Furthermore, aiming to determine whether or not chronic reduction of ROS in the RVLM improves impaired BRS in hypertensive rats, Ogawa et al. (2012) transfected adenovirus vectors encoding either manganese superoxide dismutase (AdMnSOD) or β-galactosidase (AdLacZ) into the RVLM of SHRSP and measured BRS using the spontaneous sequence method. They reported that BRS was significantly lower in SHRSPs than in WKY rats. In addition, in AdMnSOD-transfected SHRSP, blood pressure, HR, and sympathetic nervous system activation were significantly decreased from day 5 after the gene transfer. In contrast, BRS in the AdMnSOD-transfected SHRSP was significantly increased from day 4 after the gene transfer with the reduction of ROS in the RVLM. Furthermore, in the AdMnSOD-transfected SHRSP, intravenous infusion of atropine dramatically decreased BRS. In contrast, in the AdLacZ-transfected SHRSP, atropine did not decrease BRS. Their results suggest that chronic reduction of ROS in the RVLM improves the impaired BRS in SHRSP through inhibition of the sympathetic component (Ogawa et al., 2012).

Perspectives on natural products

Studies from our laboratory revealed that natural products were capable of improving BRS through ROS scavenging mechanisms. The flavonoid quercetin improves both sympathetic and parasympathetic components of baroreflex and reduces MAP in SHR due to reduction of systemic oxidative stress. The mechanism is unknown, but it was suggested that this antioxidant can interfere with three or more different free radical–producing systems (Monteiro et al., 2012). Other study from our group showed that antioxidant therapy by chronic treatment with α-lipoic acid, an endogenous antioxidant, reduces hypertension and improves BRS in rats with renovascular hypertension (Queiroz et al., 2012). Preliminary studies with a quercetin analog, rutin, demonstrated that this compound improved cardiovascular parameters altered during hypertension such as BRS and vascular reactivity, probably by a reduction in oxidative stress (Figure 1).

Figure 1

Angiotensin II and its mechanisms to reduce baroreflex sensitivity. Angiotensin II binds to its receptors activating NADPH oxidase, which in turn increases reactive oxygen species (ROS) generation in several tissues. Within the brain, ROS leads to a reduction in the baroreflex sensitivity, which contributes to hypertension. Natural products such as quercetin, quercetin analogs, and alpha-lipoic acid, due to their antioxidant capability, improve baroreflex function, and ameliorate hypertension.
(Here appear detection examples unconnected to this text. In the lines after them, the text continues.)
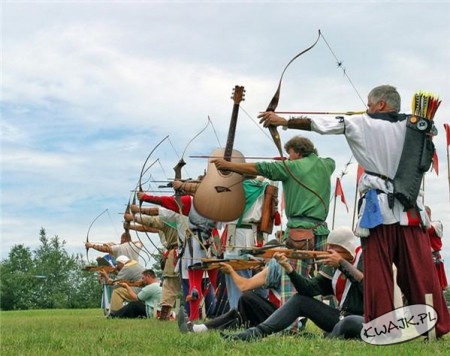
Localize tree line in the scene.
[0,228,102,310]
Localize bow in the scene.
[86,209,108,261]
[173,116,211,215]
[266,30,328,213]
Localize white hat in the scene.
[116,255,130,264]
[327,226,356,258]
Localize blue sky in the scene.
[1,1,450,273]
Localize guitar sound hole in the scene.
[214,185,231,193]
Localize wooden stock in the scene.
[241,248,330,260]
[83,266,115,273]
[189,258,265,271]
[112,279,145,287]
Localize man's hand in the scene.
[258,111,287,127]
[172,180,184,190]
[317,249,344,268]
[272,252,294,273]
[211,158,230,170]
[219,262,234,274]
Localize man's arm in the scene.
[118,283,139,302]
[258,111,311,131]
[211,159,258,176]
[220,262,269,292]
[84,242,112,253]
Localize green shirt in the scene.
[137,282,162,318]
[256,153,336,233]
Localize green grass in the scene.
[0,309,450,356]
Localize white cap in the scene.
[327,226,356,258]
[116,255,130,264]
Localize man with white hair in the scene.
[223,227,364,341]
[100,255,145,312]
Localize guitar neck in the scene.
[223,85,244,161]
[223,104,239,161]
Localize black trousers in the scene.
[205,291,277,329]
[111,301,147,318]
[257,294,363,338]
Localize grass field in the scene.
[0,309,450,356]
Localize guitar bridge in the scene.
[214,185,231,193]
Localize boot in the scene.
[159,305,172,321]
[220,327,263,341]
[177,308,194,333]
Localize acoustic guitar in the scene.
[193,85,245,222]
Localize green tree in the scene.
[0,244,38,310]
[0,228,102,310]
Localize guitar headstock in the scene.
[231,85,245,104]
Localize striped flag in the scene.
[334,177,348,213]
[444,124,450,146]
[431,150,439,176]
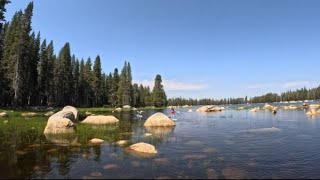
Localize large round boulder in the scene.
[81,115,119,124]
[144,113,175,126]
[43,118,75,134]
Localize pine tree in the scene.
[152,74,167,107]
[55,43,72,106]
[79,59,86,107]
[84,57,94,107]
[92,55,102,106]
[123,62,133,106]
[0,0,10,106]
[38,40,49,106]
[45,41,56,106]
[27,32,40,106]
[71,55,80,106]
[117,61,128,107]
[109,68,120,107]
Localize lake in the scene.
[0,105,320,179]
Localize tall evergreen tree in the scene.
[79,59,86,107]
[55,43,72,106]
[0,0,10,106]
[84,57,94,107]
[152,74,167,107]
[117,61,129,107]
[71,55,80,106]
[92,55,102,106]
[27,32,40,106]
[45,41,56,106]
[109,68,120,107]
[38,40,49,105]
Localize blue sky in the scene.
[5,0,320,98]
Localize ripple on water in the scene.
[182,154,207,160]
[103,164,119,171]
[202,147,218,154]
[207,169,218,179]
[186,141,205,146]
[222,167,247,179]
[90,172,102,177]
[154,158,170,166]
[131,161,141,168]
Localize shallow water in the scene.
[0,105,320,179]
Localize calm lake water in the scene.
[0,104,320,179]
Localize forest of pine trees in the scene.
[0,0,167,107]
[0,0,320,107]
[168,86,320,106]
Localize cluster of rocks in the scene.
[44,106,175,154]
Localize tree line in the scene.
[0,0,167,107]
[168,86,320,106]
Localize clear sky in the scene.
[5,0,320,98]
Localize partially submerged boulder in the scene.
[44,106,78,134]
[123,105,131,109]
[116,140,129,146]
[249,108,259,112]
[0,112,8,117]
[43,118,75,134]
[44,111,54,117]
[49,111,76,122]
[62,106,79,121]
[144,112,175,126]
[81,115,119,124]
[130,142,158,154]
[145,126,175,137]
[263,103,275,110]
[306,109,320,115]
[89,138,104,144]
[197,106,224,112]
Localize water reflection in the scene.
[0,109,320,179]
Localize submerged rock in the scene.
[21,112,37,117]
[103,164,119,170]
[81,115,119,124]
[62,106,79,121]
[239,127,281,133]
[89,138,104,144]
[249,108,259,112]
[197,106,225,112]
[44,134,78,146]
[143,133,152,137]
[306,109,320,115]
[130,142,158,154]
[43,118,75,134]
[144,113,175,126]
[116,140,129,146]
[44,111,54,117]
[222,167,247,179]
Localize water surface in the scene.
[0,105,320,179]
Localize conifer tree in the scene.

In conclusion, natural products with antioxidant properties have emerged as new potential therapeutic tools for improving BRS during hypertension. Although promising, there is still a long way until their use in the clinics becomes reality.

Conflict of interest statement

The authors declare that the research was conducted in the absence of any commercial or financial relationships that could be construed as a potential conflict of interest.